Siempre he detestado salir a la calle un día festivo, esos días que aunque inhabituales me generan los vacíos más profundos, puedo entender porque las estadísticas muestran que en aquellos días son más frecuentes los suicidios, posiblemente el estar ausente de las actividades cotidianas hace que nos encontremos consigo mismo, solitarios frente a la ansiedad o la nostalgia nos invade la angustia. Para algunos este encuentro no terminará al anochecer por el contrario se agudiza más y muchos terminan por no soportarlo.
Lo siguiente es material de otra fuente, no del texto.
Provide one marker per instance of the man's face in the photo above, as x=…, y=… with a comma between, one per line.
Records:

Los días festivos aunque desesperantes son necesarios para mantener un equilibrio entre nuestra vida activa laboral, la familia y el ocio, inclusive necesarios para la economía global, el sistema reafirma ¨nuestros empleados no pueden todo el tiempo trabajar, ellos también necesitan tiempo para descansar, salir y comprar cosas, aunque no las necesiten¨.
Tuvieron que pasar muchas cosas para que se pudieran establecer estos días no habiles: diversas batallas, acontecimientos históricos tantos políticos como religiosos que cambiaron el rumbo de la humanidad, donde muchos murieron y surgieron mártires y se conmemoraron así estos días marcados con puntos de color rojo sobre el calendario y que ahora representan gratamente para la gran mayoría de las personas días adicionales de descanso, u otros días adicionales de agonia.